Régime des incompatibilités des Membres du Conseil Constitutionnel

En l'état actuel du droit, le régime des incompatibilités des Membres du Conseil Constitutionnel résulte:

• de l'article 57 de la Constitution elle-même, qui rend incompatibles leurs fonctions avec celles de ministre ou de Membre du Parlement;

• de l'article 4 de l'ordonnance n° 58-1067 du 7 novembre 1958 portant loi organique sur le Conseil Constitutionnel, qui étend l'incompatibilité ministérielle prévue par la Constitution aux fonctions des autres Membres du Gouvernement (Secrétaires d'Etat, par exemple), et complète la liste constitutionnelle par· une incompatibilité avec les fonctions de Membre du Conseil économique et social.

• de l'article 5 de l'ordonnance du 7 novembre 1958, qui précise que les Membres du Conseil Constitutionnel ne peuvent être nommés à aucun emploi public.

L'article 2 du projet de révision propose en outre :

• d'instituer une incompatibilité nouvelle avec les fonctions de président de l'assemblée d'une collectivité territoriale;

• de laisser à la loi organique le soin de déterminer les règles d'incompatibilité avec les fonctions de maire ou de président d'un établissement de coopération intercommunale, compte tenu de l'importance de la population ;

• de renvoyer à la loi organique la fixation des incompatibilités avec les fonctions d'adjoint au maire, selon les mêmes références démographiques, ainsi que les incompatibilités avec l'exercice des autres mandats électifs locaux.

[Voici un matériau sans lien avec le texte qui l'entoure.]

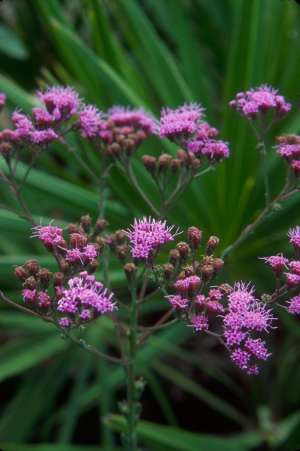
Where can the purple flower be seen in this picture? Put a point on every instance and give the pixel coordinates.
(147, 235)
(188, 284)
(199, 322)
(24, 126)
(294, 305)
(178, 302)
(51, 236)
(276, 262)
(85, 294)
(2, 100)
(294, 236)
(260, 100)
(42, 117)
(245, 316)
(65, 322)
(61, 102)
(90, 121)
(180, 122)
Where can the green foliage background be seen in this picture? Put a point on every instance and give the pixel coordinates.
(151, 53)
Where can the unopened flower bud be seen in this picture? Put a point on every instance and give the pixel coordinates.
(168, 269)
(78, 239)
(86, 222)
(174, 256)
(21, 273)
(58, 279)
(30, 282)
(93, 265)
(194, 236)
(183, 249)
(32, 266)
(182, 155)
(188, 271)
(44, 275)
(73, 228)
(212, 244)
(218, 264)
(120, 236)
(164, 161)
(207, 271)
(101, 224)
(130, 270)
(149, 162)
(175, 164)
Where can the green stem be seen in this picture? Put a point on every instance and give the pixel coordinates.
(132, 413)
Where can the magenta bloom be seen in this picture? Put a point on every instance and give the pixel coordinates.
(2, 100)
(180, 122)
(147, 235)
(24, 126)
(246, 316)
(294, 305)
(294, 236)
(85, 294)
(90, 121)
(199, 322)
(212, 149)
(61, 102)
(138, 119)
(276, 262)
(178, 302)
(50, 235)
(260, 100)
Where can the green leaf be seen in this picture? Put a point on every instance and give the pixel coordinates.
(173, 439)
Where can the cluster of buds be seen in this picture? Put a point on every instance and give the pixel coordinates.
(165, 163)
(125, 130)
(36, 281)
(185, 126)
(260, 100)
(287, 272)
(76, 251)
(72, 296)
(191, 278)
(288, 147)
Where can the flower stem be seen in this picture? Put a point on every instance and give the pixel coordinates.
(132, 414)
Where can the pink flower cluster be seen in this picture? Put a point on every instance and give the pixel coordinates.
(185, 126)
(290, 269)
(147, 235)
(83, 300)
(245, 320)
(2, 100)
(260, 100)
(288, 147)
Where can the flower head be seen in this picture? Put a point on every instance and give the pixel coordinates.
(85, 298)
(147, 235)
(61, 102)
(90, 121)
(260, 100)
(294, 236)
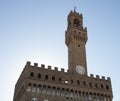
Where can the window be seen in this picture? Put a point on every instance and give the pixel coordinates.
(32, 74)
(107, 87)
(84, 83)
(66, 81)
(34, 99)
(78, 82)
(76, 22)
(90, 84)
(53, 78)
(39, 75)
(60, 79)
(102, 86)
(96, 85)
(46, 77)
(71, 81)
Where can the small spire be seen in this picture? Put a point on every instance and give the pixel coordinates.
(75, 8)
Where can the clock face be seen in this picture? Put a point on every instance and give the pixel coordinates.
(80, 69)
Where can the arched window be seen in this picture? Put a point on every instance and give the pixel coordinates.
(60, 79)
(39, 75)
(107, 87)
(46, 77)
(53, 78)
(71, 81)
(84, 83)
(102, 86)
(96, 86)
(76, 22)
(78, 82)
(90, 84)
(32, 74)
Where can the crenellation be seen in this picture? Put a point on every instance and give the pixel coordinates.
(46, 84)
(97, 76)
(42, 66)
(103, 77)
(62, 70)
(49, 67)
(36, 64)
(56, 68)
(108, 78)
(28, 63)
(91, 75)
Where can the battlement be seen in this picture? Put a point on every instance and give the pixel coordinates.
(100, 78)
(75, 13)
(28, 64)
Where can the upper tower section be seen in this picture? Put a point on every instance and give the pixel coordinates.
(75, 39)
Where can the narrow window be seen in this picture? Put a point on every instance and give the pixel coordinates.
(39, 76)
(46, 77)
(32, 74)
(53, 78)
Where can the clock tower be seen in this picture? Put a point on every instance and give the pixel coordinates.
(75, 39)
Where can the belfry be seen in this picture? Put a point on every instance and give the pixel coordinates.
(42, 83)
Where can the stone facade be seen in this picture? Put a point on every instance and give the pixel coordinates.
(41, 83)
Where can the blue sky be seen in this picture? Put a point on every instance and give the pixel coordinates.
(34, 30)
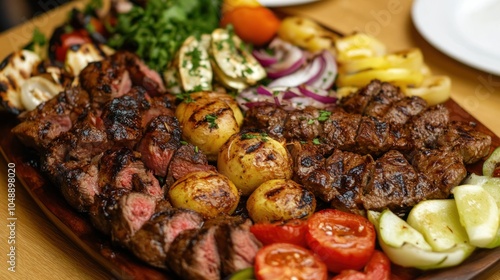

L'exposé des motifs du projet de révision ajoute que «les autres incompatibilités, notamment professionnelles, sont, comme à l'heure actuelle, renvoyées à la loi organique, étant entendu qu'elles devront être revues dans un sens plus restrictif».

Ces mesures imposeraient en fait a[.\x Conseillers constitutionnels un régime beaucoup plus restrictif que celui des autres Membres des Hautes juridictions françaises ou étrangères.

On doit en premier lieu remarquer que les Conseillers constitutionnels français se trouveraient ainsi placés' dans un régime d'incompatibilités plus sévère que dans beaucoup de régimes étrangers, alors même que les juges constitutionnels de ces Etats y exercent des missions très variées requérant toutes une grande indépendance. A titre de comparaison, on peut ainsi constater que les juges de la Cour suprême des Etats-Unis ne sont frappés par aucune

incompatibilité particulière.

Plusieurs pays imposent des incompatibilités spécifiques à leurs juges constitutionnels mais souvent, ce régime n'excède pas celui qui est imposé à tous les autres magistrats des hautes juridictions. C'est le cas de l'Espagne, par exemple.

Ces références n'ont toutefois qu'une valeur indicative du fait que le Conseil Constitutionnel diffère beaucoup des cours constitutionnelles de chacun de ces Etats (le statut des Membres du Conseil Constitutionnel français et des cours constitutionnelles de huit Etats étrangers figure en annexe du présent rapport).

Dans une optique nationale, on peut douter de la pertinence de la référence opérée par le projet de loi au caractère juridictionnel du Conseil Constitutionnel dans la mesure où les Membres des hautes juridictions françaises ne sont eux-mêmes pas soumis à un régime d'incompatibilités aussi strict.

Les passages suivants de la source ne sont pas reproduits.